Changes in immune-cell subsets within prostatic tissue before and after PROSTVAC vaccine therapy. All cell densities were quantified as previously described using inForm software. (A) Frequency of T-regulatory cells (Tregs) (CD4+FOXP3+) before and after PROSTVAC therapy in non-compartmentalized analysis (NCA). (B) Frequency of T helper cells (CD4+FOXP3–) before and after PROSTVAC therapy in NCA. (C, D) Activated (Ki67+) and non-activated (Ki67–) CD8 cytotoxic T lymphocytes were quantified using NCA in both prevaccination and postvaccination sections. For (A–D), Wilcoxon signed rank test was used.
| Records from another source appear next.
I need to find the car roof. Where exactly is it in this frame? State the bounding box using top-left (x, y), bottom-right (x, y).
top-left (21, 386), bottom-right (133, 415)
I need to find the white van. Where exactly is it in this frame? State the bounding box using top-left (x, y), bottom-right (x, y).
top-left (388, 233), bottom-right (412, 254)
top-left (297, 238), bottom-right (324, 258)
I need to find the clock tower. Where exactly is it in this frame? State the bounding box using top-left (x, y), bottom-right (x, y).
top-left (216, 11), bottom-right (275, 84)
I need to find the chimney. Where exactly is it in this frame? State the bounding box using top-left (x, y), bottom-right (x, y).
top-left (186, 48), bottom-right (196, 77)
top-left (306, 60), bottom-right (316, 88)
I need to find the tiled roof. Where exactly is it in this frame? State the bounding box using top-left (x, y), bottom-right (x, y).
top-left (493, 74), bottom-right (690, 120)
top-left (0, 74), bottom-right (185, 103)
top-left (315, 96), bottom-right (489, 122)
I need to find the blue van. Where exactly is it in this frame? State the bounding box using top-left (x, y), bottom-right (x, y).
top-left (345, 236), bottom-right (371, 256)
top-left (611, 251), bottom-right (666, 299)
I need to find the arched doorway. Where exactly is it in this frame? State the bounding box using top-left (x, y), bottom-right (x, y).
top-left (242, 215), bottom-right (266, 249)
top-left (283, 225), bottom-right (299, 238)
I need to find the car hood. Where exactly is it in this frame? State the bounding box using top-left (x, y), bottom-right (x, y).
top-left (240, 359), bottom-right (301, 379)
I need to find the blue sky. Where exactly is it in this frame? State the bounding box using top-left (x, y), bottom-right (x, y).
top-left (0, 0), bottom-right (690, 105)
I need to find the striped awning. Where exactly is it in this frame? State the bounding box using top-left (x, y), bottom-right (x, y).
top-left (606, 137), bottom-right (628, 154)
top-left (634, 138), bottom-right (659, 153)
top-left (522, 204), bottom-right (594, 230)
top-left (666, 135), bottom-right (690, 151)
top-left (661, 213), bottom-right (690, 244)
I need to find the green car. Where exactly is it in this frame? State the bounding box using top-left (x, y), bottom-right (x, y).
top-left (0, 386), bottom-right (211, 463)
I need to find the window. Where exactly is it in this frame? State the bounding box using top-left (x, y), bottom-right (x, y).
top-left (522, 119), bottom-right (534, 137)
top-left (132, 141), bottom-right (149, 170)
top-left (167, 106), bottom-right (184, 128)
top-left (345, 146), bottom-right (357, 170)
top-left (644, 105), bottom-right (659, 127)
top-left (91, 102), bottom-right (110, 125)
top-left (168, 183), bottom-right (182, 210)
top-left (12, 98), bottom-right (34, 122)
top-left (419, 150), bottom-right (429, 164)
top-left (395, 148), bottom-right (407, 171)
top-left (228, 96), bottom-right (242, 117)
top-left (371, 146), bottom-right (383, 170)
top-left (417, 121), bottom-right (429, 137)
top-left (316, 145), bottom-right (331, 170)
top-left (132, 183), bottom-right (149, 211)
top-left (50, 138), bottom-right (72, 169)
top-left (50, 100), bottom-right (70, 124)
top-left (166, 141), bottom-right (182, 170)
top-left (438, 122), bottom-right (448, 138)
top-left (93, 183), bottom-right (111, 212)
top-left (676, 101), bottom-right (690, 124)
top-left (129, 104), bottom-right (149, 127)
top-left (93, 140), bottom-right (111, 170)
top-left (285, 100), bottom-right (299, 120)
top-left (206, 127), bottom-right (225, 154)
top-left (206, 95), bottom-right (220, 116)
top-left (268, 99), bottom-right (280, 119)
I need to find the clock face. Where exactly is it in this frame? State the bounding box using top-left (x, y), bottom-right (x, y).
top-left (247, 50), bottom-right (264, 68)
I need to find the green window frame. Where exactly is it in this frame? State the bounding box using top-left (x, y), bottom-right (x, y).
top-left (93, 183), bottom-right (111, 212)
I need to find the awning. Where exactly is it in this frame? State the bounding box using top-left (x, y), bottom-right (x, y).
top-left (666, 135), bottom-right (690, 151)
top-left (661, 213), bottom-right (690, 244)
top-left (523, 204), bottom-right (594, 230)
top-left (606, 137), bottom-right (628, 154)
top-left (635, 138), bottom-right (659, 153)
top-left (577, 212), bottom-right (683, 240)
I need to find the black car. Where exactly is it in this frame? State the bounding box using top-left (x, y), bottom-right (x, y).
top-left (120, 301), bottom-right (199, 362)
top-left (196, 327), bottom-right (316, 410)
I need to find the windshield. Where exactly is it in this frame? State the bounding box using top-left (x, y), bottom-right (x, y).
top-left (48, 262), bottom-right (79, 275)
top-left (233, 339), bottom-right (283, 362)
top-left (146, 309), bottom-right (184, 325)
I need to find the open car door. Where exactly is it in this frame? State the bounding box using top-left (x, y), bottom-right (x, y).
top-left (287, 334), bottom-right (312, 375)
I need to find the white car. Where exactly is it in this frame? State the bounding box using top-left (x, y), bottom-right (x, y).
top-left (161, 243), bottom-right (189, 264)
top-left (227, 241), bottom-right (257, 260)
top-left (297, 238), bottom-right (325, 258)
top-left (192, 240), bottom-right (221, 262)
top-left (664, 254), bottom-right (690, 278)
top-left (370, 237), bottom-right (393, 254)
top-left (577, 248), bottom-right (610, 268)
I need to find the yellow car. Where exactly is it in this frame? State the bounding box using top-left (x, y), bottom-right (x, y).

Median±IQR is shown with horizontal lines. (E, F) Representative images of all four immune-cell subsets (Tregs, T helper, activated cytotoxic T lymphocytes and non-proliferative cytotoxic T lymphocytes).

Figure 5

Antigen-specific T-cell responses assessed by intracellular cytokine staining of peripheral blood mononuclear cells following in vitro stimulation (pIR). Responses to the vaccine target antigen prostate-specific antigen and the cascade antigens MUC-1 and brachyury were measured by increases in the number of CD4+ or CD8+ lymphocytes producing cytokines (interferon-γ, tumor necrosis factor-α or interleukin-2) or positive for CD107a. An increase of ≥twofold from baseline was considered positive. pIR, peripheral immune response.